Di sisi-Nya terdapat empat bulan yang disucikan. Itulah agama yang benar."
(Attaubah:36).
Hijrah
bukan sekedar mengganti kostum. Hijrah tidak sebatas berpindah secara fisik
(migration). Bukan hanya berpindah sapaan dari ayah kepada abi, dari ibu
menjadi ummi. Akhi dan ukhti. Utamanya, yang dikehendaki adalah hijrah yang
berarti peralihan dari syirik kepada tauhid. Maksudnya, dari menuhankan materi,
mempertuankan sesuatu yang tidak layak untuk dipertuankan. Menuju kepada tauhid
sejati. Tidak tergambar, bukan tulisan dan bacaan. Beriman dalam kegaiban.

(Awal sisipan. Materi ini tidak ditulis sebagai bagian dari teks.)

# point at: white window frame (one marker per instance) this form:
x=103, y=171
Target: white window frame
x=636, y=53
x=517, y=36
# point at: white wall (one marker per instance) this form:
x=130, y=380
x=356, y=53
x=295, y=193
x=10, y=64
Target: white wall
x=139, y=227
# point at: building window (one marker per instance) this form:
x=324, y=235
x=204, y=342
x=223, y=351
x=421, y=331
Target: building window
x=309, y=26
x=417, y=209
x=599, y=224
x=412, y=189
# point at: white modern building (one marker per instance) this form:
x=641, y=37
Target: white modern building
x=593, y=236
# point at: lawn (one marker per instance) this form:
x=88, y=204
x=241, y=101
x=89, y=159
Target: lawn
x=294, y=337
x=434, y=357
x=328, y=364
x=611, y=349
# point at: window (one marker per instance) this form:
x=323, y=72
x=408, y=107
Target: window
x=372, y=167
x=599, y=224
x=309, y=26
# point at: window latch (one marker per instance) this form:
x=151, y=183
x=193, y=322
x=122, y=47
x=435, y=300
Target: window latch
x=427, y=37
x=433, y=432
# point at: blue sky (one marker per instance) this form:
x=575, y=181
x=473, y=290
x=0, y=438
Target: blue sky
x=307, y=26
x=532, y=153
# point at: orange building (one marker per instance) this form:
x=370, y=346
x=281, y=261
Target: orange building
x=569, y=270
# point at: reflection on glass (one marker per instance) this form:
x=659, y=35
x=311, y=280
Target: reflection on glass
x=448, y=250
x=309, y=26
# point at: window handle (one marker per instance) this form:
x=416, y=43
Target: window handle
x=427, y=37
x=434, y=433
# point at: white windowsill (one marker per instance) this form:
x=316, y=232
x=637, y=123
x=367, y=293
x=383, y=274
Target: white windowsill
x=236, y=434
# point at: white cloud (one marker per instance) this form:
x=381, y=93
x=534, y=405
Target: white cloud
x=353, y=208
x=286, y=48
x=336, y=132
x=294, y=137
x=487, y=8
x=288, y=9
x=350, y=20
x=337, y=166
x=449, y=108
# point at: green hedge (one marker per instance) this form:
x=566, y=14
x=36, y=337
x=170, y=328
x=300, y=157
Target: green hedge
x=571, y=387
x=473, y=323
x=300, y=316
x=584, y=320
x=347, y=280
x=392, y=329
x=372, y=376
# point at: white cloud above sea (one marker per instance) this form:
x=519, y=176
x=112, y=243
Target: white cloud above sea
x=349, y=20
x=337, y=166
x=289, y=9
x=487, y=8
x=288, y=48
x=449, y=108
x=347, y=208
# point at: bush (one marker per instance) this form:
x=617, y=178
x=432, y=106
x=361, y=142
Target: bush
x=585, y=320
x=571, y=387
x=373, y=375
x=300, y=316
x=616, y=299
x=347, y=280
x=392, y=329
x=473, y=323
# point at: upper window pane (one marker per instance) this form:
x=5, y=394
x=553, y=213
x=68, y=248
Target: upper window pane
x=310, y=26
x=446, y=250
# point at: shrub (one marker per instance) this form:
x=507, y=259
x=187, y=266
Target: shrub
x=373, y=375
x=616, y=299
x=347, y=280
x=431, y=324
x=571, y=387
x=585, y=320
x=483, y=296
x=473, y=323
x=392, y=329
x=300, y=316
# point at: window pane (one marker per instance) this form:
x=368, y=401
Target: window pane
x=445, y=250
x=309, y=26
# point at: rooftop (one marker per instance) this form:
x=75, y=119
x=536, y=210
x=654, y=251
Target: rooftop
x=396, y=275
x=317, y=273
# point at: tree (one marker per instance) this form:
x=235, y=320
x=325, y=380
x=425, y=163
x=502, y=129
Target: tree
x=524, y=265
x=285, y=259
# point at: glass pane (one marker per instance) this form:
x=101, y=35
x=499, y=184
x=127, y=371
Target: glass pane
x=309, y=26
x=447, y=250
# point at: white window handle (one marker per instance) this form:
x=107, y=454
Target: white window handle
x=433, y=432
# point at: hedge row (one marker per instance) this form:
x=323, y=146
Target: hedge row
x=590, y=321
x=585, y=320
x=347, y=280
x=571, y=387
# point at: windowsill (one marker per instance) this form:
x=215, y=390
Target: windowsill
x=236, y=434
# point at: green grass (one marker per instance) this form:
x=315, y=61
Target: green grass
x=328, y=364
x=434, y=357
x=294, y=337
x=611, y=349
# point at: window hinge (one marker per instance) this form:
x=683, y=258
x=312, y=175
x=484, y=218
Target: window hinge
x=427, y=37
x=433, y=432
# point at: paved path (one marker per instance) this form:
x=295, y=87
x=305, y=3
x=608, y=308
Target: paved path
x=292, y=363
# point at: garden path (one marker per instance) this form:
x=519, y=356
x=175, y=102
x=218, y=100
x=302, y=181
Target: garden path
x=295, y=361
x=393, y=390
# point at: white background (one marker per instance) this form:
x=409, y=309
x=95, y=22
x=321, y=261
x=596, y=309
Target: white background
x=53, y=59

Dalam kegaiban, kaum beriman mendirikan salat. Dalam kegaiban pula, mereka
menafkahkan rezeki di jalan Allah SWT.
Orang-orang
yang hijrah (muhajirin), tidak semata nampak dari cadar yang dipakai, atau
jenggot yang tumbuh lebat. Namun, bagaimana sang muhajir merubah dirinya dari
tamak kepada dunia, menuju sikap zuhud (mementingkan akhirat). Arti hijrah
disini, lebih berdimensi batiniah daripada lahiriah. Sebab tidak ada hubungan
yang signifikan antara performa (tampilan) dengan sikap batin. Maksudnya, hijrah
akan menyata pada saat melunaskan utang kepada piutang yang tidak mampu. Hijrah
lebih menyata pada sikap membantu tanpa pamrih, ikhlas. Hijrah terbukti dengan
sikap rendah hati, tidak menganggap diri suci. Hijrah tampak pada sikap
memaafkan, meskipun batin tersakiti. Menerima kesalahan orang lain, dan
memaafkan, berbuat baik kepada yang bersalah tanpa syarat.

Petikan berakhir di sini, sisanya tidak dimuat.